An update on Gregory Lamberson’s book, PERSONAL DEMONS, which I reviewed several months ago. It is now available as a signed trade paperback from Shocklines (www.shocklines.com) for $16.99, a non-signed trade paperback from Amazon (www.amazon.com), and as a limited edition, signed and numbered hardcover from the publisher, Broken Umbrella Press (www.brokenumbrellapress.com). And while you’re at it, visit Greg’s website – www.slimeguy.com. You will find there, among the goodies for your perusal, pix from my visit to Buffalo recently for a midnight showing of STREET TRASH, which went over better (as I recall…) then it did twenty years ago.

In FIR’s next editorial I’ll be discussing the ‘PSV Rating System’, a new, alternative film rating internet site which not only presents a far more in-depth, unbiased way of evaluating films for yourself and your children than such organizations as the MPAA, but also is a true child of modern technology, the next evolutionary step in media dissemination, and an idea whose time has come. You will very much want to learn about this site, if you aren’t familiar with it already. Check it out at www.currentattractions.com. And you’ll be fascinated, as I was, to see how they rated my movie THE SWEET LIFE. Made me look differently at my own work… Kinda wished I’d submitted it to them before I shot it…

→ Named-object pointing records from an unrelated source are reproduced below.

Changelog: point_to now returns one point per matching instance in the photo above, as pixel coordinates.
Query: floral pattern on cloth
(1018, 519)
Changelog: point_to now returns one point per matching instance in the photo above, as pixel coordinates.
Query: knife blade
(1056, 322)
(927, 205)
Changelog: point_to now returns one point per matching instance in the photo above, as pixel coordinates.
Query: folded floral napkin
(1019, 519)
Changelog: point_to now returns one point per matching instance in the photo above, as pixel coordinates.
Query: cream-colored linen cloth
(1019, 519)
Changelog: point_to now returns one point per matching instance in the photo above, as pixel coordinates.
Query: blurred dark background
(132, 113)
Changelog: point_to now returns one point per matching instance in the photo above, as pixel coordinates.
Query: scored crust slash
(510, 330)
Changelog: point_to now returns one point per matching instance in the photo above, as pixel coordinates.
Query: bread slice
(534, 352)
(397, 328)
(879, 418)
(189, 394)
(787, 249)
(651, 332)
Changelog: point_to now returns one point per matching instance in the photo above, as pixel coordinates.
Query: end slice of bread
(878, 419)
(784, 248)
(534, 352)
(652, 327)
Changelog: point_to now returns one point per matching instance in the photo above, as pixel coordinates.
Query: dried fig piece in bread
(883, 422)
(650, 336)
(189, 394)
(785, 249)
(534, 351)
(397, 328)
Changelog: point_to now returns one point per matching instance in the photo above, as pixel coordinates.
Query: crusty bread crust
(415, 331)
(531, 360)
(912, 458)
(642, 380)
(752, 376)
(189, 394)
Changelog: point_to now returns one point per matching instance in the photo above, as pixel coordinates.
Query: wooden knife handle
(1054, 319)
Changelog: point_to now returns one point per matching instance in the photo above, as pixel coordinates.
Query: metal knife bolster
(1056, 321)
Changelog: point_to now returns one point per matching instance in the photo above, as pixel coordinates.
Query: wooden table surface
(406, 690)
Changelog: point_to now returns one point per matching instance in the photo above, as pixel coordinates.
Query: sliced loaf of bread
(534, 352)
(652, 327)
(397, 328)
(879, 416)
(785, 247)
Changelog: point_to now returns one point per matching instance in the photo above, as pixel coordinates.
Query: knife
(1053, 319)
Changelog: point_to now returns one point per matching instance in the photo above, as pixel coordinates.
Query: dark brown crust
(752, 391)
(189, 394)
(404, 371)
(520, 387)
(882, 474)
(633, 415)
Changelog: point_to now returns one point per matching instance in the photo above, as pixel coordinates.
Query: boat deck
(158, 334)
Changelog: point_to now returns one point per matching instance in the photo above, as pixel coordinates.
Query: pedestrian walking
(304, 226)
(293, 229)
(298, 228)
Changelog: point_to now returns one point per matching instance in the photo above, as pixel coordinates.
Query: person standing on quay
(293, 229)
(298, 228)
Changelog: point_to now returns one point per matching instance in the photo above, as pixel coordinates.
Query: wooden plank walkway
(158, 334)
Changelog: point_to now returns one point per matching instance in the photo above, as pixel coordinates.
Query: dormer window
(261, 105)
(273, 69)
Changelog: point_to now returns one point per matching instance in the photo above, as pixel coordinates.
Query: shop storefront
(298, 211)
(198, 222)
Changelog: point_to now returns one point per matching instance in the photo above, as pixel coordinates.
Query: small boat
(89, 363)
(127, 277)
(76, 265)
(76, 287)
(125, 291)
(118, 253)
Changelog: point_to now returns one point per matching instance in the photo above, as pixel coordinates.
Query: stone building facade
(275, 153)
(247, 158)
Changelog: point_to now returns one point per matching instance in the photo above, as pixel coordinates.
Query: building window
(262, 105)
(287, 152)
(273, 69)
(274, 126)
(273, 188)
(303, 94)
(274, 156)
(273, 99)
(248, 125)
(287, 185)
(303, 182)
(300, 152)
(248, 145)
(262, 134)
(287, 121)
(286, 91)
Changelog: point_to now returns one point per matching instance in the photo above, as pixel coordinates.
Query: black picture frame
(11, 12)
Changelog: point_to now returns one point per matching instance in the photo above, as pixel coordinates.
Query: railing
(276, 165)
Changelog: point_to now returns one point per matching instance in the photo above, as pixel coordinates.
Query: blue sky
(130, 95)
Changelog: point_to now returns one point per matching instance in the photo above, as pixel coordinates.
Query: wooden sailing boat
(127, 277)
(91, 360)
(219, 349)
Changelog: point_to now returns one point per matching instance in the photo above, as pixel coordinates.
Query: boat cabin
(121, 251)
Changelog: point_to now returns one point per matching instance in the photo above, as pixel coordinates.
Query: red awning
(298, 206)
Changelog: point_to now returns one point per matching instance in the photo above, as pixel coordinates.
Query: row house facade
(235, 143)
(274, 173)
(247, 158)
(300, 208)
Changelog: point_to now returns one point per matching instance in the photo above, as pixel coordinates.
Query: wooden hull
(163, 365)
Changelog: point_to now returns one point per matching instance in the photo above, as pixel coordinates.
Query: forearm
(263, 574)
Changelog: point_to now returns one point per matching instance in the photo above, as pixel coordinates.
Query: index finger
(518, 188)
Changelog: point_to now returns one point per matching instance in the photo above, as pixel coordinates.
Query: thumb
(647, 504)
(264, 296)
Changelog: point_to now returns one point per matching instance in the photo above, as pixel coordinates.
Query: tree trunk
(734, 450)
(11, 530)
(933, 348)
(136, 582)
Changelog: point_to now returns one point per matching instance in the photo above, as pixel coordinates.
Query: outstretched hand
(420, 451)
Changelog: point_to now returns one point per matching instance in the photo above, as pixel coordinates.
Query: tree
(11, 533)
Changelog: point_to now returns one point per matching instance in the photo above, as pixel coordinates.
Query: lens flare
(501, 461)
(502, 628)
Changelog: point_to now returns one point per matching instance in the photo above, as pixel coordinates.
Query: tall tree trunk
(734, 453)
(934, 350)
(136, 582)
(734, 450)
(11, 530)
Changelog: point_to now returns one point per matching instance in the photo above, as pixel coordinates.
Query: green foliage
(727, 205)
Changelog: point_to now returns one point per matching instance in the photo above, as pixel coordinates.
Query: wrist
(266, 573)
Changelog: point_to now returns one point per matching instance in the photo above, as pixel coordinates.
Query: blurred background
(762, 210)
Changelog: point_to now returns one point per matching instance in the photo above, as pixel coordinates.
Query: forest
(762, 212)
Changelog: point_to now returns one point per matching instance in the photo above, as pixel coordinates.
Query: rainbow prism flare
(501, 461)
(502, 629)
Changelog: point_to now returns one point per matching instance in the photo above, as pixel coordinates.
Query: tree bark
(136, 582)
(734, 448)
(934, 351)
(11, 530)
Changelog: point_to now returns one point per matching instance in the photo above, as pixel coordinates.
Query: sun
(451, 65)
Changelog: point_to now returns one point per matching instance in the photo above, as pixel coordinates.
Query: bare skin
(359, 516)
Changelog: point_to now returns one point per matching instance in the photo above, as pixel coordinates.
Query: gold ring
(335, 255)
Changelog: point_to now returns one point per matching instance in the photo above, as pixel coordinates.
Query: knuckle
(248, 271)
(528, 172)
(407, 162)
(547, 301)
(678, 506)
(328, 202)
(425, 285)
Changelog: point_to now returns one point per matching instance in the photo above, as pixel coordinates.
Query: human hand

And finally, I must relate a little revelation to you. Not long ago I was strolling up Amsterdam Avenue and I passed a newspaper store where Lotto tickets were being sold. A red display announced that the jackpot was up to thirteen million dollars. That figure suddenly jolted me into a flabbergasting comparison: fifty years ago, $13,000,000 was what it cost to produce Cecil B. DeMille’s THE TEN COMMANDMENTS, a film whose burgeoning budget threatened to drive Paramount Pictures into bankruptcy. Now it’s a kind of medium amount for what state lotteries can pay out. Amazing, where the world’s gone in the last five decades.